Leibniz Institute for Age Research - Fritz Lipmann Institute, Jena, Germany.
BMC Genomics. 2011 May 18;12(1):243. doi: 10.1186/1471-2164-12-243.
In highly copy number variable (CNV) regions such as the human defensin gene locus, comprehensive assessment of sequence variations is challenging. PCR approaches are practically restricted to tiny fractions, and next-generation sequencing (NGS) approaches of whole individual genomes e.g. by the 1000 Genomes Project is confined by an affordable sequence depth. Combining target enrichment with NGS may represent a feasible approach.
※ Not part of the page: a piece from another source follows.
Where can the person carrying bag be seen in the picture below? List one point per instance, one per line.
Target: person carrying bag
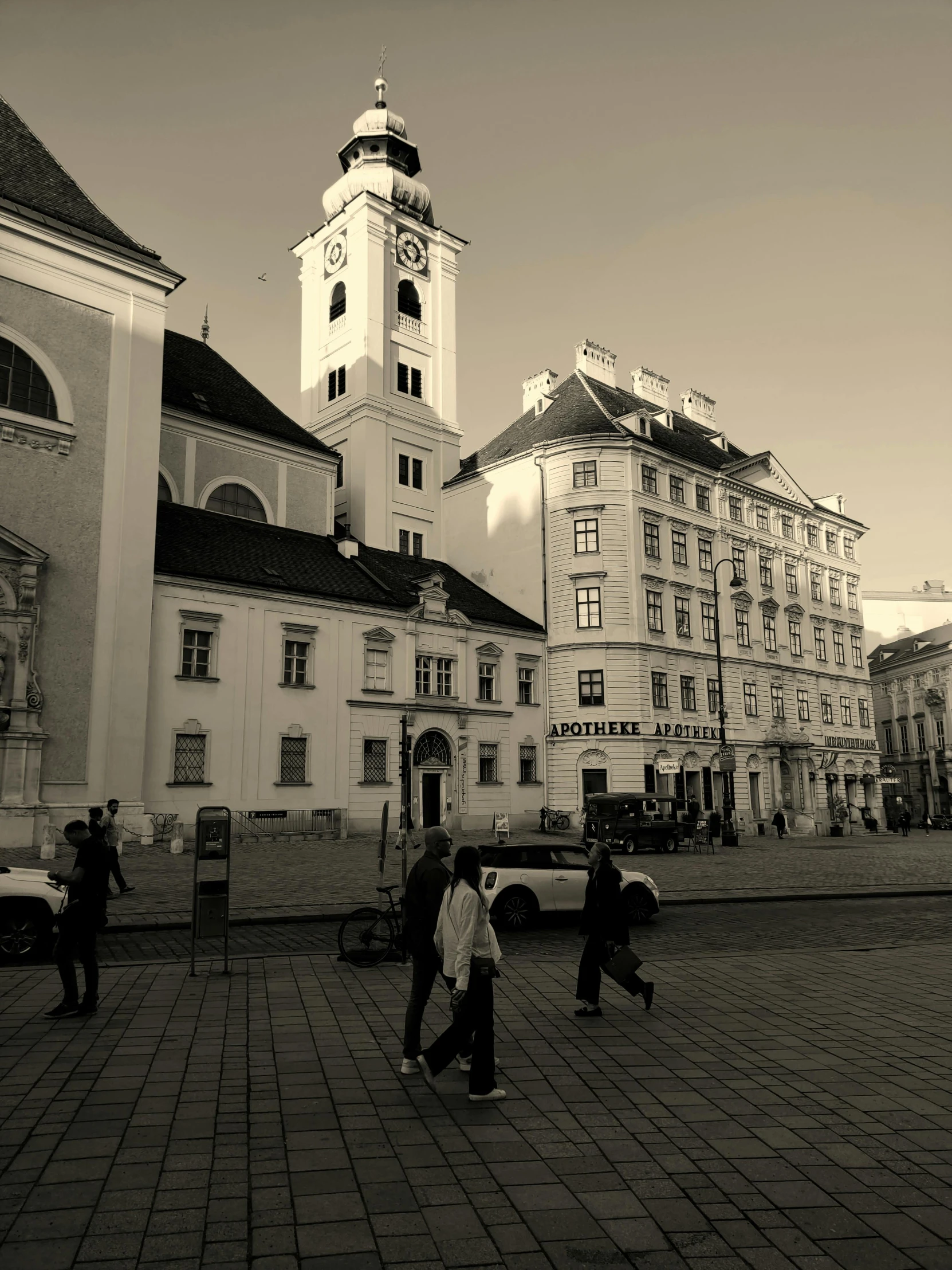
(470, 950)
As a proof of principle, we enriched a ~850 kb section comprising the CNV defensin gene cluster DEFB, the invariable DEFA part and 11 control regions from two genomes by sequence capture and sequenced it by 454 technology. 6,651 differences to the human reference genome were found. Comparison to HapMap genotypes revealed sensitivities and specificities in the range of 94% to 99% for the identification of variations.Using error probabilities for rigorous filtering revealed 2,886 unique single nucleotide variations (SNVs) including 358 putative novel ones. DEFB CN determinations by haplotype ratios were in agreement with alternative methods.
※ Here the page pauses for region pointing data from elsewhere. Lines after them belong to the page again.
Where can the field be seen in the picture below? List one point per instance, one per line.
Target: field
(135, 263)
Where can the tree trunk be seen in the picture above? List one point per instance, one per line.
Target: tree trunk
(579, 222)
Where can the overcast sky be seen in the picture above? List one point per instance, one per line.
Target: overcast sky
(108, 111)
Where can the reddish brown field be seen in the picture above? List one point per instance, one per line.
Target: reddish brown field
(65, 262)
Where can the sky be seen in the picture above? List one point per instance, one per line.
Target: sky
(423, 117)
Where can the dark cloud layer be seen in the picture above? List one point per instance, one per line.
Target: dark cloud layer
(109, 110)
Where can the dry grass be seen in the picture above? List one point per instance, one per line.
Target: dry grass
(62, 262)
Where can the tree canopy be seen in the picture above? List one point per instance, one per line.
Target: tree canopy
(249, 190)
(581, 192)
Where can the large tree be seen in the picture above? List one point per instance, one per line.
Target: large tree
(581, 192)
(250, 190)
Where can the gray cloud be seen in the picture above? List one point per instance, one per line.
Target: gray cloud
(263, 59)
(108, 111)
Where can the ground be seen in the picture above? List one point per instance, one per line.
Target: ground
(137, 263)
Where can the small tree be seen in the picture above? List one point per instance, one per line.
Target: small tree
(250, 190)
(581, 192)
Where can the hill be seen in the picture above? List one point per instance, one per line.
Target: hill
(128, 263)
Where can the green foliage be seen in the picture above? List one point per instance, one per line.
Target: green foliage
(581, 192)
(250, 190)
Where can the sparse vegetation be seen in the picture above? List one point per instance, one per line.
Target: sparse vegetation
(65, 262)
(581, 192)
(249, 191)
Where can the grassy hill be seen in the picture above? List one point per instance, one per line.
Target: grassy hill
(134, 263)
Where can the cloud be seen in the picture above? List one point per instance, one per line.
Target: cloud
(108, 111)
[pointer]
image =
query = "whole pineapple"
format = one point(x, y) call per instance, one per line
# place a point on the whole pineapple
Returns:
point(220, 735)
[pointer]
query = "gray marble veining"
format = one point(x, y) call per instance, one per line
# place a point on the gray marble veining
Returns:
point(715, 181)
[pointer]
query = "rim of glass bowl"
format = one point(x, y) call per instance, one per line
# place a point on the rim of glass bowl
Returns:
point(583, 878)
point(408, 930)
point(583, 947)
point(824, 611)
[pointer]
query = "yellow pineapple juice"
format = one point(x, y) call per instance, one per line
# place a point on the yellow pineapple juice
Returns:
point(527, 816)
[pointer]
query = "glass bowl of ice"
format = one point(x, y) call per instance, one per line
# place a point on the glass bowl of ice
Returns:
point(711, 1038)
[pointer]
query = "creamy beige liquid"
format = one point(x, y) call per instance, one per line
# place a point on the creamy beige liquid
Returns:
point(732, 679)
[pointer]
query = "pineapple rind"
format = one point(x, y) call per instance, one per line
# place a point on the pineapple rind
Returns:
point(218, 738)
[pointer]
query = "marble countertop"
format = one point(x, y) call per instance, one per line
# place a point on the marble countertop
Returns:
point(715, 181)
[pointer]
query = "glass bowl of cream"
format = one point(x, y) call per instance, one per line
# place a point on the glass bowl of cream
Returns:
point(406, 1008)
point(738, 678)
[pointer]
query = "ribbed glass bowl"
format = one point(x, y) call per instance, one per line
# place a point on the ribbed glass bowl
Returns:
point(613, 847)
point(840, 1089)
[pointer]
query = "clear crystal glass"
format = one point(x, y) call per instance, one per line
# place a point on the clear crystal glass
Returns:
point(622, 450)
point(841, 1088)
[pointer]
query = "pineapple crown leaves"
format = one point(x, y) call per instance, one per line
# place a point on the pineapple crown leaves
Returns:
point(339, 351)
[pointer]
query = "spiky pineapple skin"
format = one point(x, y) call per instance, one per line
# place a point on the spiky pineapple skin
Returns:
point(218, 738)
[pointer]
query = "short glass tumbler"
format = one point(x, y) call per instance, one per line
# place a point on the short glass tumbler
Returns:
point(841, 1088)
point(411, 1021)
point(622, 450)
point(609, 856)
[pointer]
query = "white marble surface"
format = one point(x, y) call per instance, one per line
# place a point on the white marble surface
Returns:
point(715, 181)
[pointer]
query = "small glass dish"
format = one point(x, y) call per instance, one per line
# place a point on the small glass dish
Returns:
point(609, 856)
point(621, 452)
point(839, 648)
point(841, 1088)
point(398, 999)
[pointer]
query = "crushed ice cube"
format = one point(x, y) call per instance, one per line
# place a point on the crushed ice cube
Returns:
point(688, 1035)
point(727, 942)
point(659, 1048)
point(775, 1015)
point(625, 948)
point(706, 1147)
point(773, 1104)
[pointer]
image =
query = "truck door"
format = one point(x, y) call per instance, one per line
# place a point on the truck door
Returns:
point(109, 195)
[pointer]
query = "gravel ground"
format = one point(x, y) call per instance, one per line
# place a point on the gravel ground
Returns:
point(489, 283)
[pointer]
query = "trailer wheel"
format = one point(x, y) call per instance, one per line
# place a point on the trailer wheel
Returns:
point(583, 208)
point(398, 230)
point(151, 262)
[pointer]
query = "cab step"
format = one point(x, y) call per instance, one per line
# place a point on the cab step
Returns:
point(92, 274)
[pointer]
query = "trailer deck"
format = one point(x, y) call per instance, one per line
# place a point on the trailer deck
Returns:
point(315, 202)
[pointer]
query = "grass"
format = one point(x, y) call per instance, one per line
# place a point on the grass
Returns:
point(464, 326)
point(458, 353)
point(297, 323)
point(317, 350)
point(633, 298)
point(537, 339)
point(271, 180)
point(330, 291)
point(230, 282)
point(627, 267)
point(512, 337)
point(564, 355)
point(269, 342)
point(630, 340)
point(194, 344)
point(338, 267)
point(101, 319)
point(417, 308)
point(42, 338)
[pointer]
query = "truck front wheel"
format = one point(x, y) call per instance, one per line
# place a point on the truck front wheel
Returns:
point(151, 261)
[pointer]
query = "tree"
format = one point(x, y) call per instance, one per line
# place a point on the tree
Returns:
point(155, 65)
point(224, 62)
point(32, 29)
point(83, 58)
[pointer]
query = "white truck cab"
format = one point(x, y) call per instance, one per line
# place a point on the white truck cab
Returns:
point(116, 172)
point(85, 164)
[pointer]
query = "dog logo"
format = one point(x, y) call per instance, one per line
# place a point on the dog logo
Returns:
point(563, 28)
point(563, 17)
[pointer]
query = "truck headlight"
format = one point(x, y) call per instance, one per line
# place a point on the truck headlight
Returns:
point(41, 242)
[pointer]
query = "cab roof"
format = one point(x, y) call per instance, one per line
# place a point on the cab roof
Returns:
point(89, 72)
Although currently labor extensive and having high costs, target enriched NGS provides a powerful tool for the comprehensive assessment of SNVs in highly polymorphic CNV regions of individual genomes. Furthermore, it reveals considerable amounts of putative novel variations and simultaneously allows CN estimation.
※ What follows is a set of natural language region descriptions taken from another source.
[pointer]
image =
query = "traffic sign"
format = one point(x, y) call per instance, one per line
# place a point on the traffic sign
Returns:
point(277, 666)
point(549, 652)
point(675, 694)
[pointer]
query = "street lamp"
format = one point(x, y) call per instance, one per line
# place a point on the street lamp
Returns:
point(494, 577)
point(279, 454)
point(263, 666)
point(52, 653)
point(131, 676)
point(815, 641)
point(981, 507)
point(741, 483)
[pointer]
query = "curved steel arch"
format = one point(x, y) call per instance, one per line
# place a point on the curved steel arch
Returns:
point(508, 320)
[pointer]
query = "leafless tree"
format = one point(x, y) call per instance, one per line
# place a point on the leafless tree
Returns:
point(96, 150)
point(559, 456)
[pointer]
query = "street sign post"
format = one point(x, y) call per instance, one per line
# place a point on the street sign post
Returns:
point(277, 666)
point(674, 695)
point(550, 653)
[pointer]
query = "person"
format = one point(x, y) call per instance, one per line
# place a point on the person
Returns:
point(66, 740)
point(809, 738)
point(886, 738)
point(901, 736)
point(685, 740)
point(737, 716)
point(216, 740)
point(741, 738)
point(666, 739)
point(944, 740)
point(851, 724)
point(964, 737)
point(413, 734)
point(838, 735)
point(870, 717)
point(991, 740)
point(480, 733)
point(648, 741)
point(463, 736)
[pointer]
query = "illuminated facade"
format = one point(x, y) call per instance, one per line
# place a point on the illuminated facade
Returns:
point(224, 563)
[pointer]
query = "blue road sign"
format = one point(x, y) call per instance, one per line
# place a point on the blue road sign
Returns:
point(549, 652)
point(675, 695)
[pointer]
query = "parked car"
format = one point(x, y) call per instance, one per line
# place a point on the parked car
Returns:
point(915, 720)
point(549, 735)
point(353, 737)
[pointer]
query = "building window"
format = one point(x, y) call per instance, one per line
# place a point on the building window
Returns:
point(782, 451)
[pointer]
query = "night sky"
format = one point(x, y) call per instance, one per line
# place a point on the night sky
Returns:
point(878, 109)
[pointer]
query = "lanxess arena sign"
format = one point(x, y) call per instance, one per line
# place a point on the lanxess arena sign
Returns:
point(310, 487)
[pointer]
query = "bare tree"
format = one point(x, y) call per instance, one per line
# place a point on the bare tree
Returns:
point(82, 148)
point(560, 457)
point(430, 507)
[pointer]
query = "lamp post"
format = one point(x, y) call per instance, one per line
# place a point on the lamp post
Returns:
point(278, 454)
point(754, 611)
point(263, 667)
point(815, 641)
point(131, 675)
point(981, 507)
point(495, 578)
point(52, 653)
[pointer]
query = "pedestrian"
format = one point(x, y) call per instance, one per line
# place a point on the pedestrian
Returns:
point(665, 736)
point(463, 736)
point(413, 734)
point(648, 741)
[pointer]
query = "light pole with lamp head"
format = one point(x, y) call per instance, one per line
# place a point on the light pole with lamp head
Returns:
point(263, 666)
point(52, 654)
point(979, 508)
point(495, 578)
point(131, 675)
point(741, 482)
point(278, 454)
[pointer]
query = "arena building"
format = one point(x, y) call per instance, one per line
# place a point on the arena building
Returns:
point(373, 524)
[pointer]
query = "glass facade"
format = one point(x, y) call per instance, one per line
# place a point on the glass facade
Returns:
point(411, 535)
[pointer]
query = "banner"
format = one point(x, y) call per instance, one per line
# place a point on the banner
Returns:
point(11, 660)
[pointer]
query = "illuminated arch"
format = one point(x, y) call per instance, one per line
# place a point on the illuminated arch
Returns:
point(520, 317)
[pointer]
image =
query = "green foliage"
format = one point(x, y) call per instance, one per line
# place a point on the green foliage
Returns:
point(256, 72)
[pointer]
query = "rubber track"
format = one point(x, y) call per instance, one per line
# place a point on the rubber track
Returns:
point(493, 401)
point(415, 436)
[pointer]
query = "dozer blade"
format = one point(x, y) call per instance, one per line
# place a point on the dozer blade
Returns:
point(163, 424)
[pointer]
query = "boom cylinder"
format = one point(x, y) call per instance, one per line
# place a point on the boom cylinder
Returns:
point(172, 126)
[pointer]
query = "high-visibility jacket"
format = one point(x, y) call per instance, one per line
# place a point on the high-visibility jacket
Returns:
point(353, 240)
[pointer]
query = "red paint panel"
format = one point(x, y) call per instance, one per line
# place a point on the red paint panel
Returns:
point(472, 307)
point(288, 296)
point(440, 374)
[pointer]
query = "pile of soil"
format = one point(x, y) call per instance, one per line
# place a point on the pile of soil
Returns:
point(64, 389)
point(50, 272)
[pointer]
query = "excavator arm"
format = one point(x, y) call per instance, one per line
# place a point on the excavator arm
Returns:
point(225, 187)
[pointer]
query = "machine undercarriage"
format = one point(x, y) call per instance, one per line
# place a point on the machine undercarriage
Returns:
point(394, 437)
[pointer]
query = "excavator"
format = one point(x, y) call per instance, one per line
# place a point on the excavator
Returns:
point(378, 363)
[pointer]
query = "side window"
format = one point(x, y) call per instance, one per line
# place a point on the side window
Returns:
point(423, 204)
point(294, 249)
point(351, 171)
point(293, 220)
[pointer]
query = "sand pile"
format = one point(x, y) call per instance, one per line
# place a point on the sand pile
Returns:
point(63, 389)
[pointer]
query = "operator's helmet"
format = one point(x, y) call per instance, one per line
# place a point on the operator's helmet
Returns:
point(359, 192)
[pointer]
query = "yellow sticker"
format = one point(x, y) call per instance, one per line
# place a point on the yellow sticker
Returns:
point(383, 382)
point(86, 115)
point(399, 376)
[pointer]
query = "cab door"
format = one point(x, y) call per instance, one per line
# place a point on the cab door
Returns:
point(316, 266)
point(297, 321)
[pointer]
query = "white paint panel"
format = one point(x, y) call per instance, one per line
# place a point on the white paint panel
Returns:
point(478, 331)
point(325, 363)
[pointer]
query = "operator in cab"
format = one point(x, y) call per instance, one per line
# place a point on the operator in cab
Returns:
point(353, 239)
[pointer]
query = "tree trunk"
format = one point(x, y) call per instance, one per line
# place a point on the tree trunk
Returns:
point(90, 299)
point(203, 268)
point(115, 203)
在高度拷贝数可变(CNV)区域,如人类防御素基因座,全面评估序列变异是具有挑战性的。PCR 方法实际上仅限于很小的部分,而下一代测序(NGS)方法,例如 1000 基因组计划,受限于可负担得起的测序深度。将靶向富集与 NGS 相结合可能是一种可行的方法。
作为原理验证,我们通过序列捕获对来自两个基因组的包含 CNV 防御素基因簇 DEFB、不变的 DEFA 部分和 11 个对照区域的约 850kb 区段进行了富集,并通过 454 技术进行了测序。与人类参考基因组相比,发现了 6651 个差异。与 HapMap 基因型的比较表明,用于识别变异的敏感性和特异性在 94%到 99%之间。使用错误概率进行严格过滤,揭示了 2886 个独特的单核苷酸变异(SNVs),包括 358 个可能的新变异。通过单倍型比的 DEFB CN 测定与替代方法一致。
尽管目前劳动强度大且成本高,但靶向富集 NGS 为个体基因组中高度多态性 CNV 区域的 SNV 全面评估提供了有力工具。此外,它揭示了大量可能的新变异,同时允许进行 CN 估计。